C4L commits to employ evidenced based approaches that have stood up to the scrutiny of controlled research. When we discuss remediation interventions, we typically refer to the approach as "educational therapy," as opposed to "tutoring." These designations can sometimes seem like semantic manipulations, but in this case there is a substantively different approach. Educational therapy is the term used to describe remediating an underlying processing or learning issue/disability. It's an attempt to get to the root of the problem with the goal of improving the student's functioning in a way that generalizes to the classroom and is enduring in nature. Educational therapy aimed at remediating a reading acquisitions problem, for example, typically uses one of the approaches inspired by the Orton-Gillingham model. This program is characterized by a systematic, intensive, multi-sensory orientation toward reading remediation and has supporting research to substantiate its claims. The Student Academic Support Center staff includes credentialed Educational Therapists that ensure valid and reliable implementation of these interventions. Tutoring, on the other hand, is conceptualized as a type of support in the form of homework assistance, helping to study for a test, etc. The goal of tutoring is simply to ensure that the student successfully completes the class of the school year. It's not uncommon that a student may need both forms of intervention: the root cause of the learning difference is remediated (a long term solution) through educational therapy while the student is supported in meeting the day-to-day demands of school (a short term solution) through tutoring.

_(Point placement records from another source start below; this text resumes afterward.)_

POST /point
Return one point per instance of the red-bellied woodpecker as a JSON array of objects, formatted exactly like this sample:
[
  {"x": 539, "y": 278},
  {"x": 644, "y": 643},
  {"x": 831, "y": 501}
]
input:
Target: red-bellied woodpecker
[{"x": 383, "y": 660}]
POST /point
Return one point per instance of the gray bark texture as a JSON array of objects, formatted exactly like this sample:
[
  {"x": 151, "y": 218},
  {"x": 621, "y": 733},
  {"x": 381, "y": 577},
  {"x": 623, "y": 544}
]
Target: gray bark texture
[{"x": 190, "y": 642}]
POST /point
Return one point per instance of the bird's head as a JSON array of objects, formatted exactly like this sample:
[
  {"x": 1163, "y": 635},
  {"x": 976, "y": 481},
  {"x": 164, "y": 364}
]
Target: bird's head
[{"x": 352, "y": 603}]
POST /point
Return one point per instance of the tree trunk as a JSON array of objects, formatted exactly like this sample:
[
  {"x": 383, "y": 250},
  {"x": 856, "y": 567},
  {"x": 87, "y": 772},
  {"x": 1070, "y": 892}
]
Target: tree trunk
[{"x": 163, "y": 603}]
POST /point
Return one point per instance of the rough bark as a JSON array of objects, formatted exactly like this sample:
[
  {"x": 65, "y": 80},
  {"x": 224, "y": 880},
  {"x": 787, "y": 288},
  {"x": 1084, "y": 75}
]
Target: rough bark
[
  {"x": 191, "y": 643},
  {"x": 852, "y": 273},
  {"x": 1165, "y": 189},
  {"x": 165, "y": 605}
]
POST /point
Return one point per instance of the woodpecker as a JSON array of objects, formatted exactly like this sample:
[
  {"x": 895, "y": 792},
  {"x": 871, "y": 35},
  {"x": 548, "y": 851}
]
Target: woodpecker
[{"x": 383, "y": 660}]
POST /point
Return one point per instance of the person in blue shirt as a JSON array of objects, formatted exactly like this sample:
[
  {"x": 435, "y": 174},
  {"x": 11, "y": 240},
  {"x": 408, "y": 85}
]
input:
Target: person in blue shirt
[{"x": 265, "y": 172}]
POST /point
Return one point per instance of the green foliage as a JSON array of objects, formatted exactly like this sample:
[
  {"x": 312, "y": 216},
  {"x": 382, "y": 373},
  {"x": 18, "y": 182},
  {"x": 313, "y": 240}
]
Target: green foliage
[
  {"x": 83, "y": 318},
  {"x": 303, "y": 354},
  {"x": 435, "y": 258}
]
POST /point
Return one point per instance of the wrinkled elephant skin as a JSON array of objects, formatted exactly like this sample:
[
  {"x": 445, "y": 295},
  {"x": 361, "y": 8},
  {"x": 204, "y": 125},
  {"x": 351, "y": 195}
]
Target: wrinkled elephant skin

Regardless of the form of remediation or support offered, St. Margaret's Student Academic Support Center is committed to providing ongoing communication and collaboration with teachers and parents as well as an ongoing, data-driven means of measuring student response to intervention. Our experience has been that meeting frequently with parents and having more informal, ongoing communication with teachers is an effective way of making sure the communication loop is maintained. These procedures ensure that the Student Academic Support Center is engaging in effective practices and that the student is not being caught up in an open-ended, vaguely defined, inadequately supervised, and ultimately ineffectual attempt to address the learning difference.
Another key role of the Student Academic Support Center is to identify possible social/emotional issues that may also be interfering with a student's progress academically. When a student is referred for an assessment the student's social/emotional functioning should be assessed along with his/her cognitive and academic abilities. Sometimes learning struggles can actually be a manifestation of something other than a learning difference. High levels of anxiety and depression, for example, will inevitably affect academic performance.
C4L is particularly suited to being learning specialists because of our extensive training in multiple disciplines: school psychology, teaching, psycho-educational assessment, and neuropsychological assessment. These disciplines along with a passion for children has contributed to our current success and we strive to continue to better ourselves and grow in order to serve the educational community for many years to come.